Welcome to a new Sitcom Tuesday! Malcolm In The Middle will commence in September, so during the month of August, I’m excited to set the figurative table by resurrecting entries from this blog’s decade-long run. Here’s how it works: I’ll provide a link to a piece that I first published many seasons back, and then I’ll offer a bit of updated commentary. But, as I always caution, please be gentle; this early article is from a long time ago, and my standards have changed as I’ve changed — I’ve improved as a thinker, a communicator, and a television-watcher.

So, let’s revisit… The Ten Best THE KING OF QUEENS Episodes of Season Five:

The King Of Queens exists in the trend of patriarch-led suburban family sitcoms that Everybody Loves Raymond dominated during this turn-of-the-century. Like Raymond, it’s got strong characters with precise relationships that allow it to rise above all the other mediocre shows that followed in this vein — According To Jim, Still Standing, Yes Dear, etc. (It also has no kids — yay!) It’s never as thoughtfully character-driven as Raymond, as it’s always a little more focused on the gaudy comic idea, but the series starts to learn around Season Two, and begin to more regularly emphasize in Three, that the key to the Doug and Carrie relationship is emphasizing both of their heightened comedic flaws. That is, this isn’t a show just about a ridiculous fat man and his gorgeous wife — it’s a show about two ridiculous people in one ridiculous dynamic. Season Four (2001-2002) is the peak of the series’ storytelling as far as its understanding of the leads (and their rapport) is concerned, but Five (2002-2003) manages to keep this know-how while ratcheting up the comic loglines — and not yet harming our faith in the regulars’ depictions, as the later years will do. Accordingly, I call Seasons Four and Five the series’ best, with the latter’s list — its rundown of best episodes — overall, the strongest. In this regard, I do think The King Of Queens, which premiered in 1998, was at its best in the early ’00s, when it was the second best of these patriarch-led suburban family sitcoms, enlivened by well-drawn characters and fun performances.
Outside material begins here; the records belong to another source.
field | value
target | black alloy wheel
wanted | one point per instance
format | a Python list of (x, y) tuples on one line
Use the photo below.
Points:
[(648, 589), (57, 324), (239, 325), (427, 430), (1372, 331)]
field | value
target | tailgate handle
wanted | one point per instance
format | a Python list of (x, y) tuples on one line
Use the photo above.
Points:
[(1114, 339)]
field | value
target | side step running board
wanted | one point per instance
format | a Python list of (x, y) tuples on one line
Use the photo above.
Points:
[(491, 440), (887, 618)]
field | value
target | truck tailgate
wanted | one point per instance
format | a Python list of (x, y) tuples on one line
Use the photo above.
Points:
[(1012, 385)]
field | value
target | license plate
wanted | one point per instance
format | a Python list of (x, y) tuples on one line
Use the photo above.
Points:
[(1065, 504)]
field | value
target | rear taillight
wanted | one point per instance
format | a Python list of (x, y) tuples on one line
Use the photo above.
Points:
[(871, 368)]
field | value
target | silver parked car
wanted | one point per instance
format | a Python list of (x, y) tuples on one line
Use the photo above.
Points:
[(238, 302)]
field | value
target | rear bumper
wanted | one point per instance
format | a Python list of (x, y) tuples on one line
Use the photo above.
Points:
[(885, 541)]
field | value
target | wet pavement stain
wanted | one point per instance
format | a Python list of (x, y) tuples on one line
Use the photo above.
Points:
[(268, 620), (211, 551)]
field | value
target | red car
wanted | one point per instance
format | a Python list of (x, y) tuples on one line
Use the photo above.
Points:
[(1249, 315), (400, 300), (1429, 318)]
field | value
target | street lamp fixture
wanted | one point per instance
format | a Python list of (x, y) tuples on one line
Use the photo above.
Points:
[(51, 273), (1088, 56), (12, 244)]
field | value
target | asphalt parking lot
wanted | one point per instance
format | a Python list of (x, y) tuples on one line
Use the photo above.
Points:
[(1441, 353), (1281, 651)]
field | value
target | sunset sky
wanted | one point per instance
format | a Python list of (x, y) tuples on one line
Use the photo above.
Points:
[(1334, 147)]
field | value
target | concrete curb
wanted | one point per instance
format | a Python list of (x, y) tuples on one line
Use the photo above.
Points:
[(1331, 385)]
After 2002-2003, the show essentially declines a little bit every season, to the point where its final year (2006-2007) is near-dreadful, but from the period of, say, 2000-2004 (Three through Six), the series is a contender — largely on the basis of its well-delivered comedy, and while this post-modern cable culture has sought to criticize all of the shows in this subgenre, let it be known that I believe not just Raymond, but also The King Of Queens, is better conceived and more nuanced than most naysayers suggest.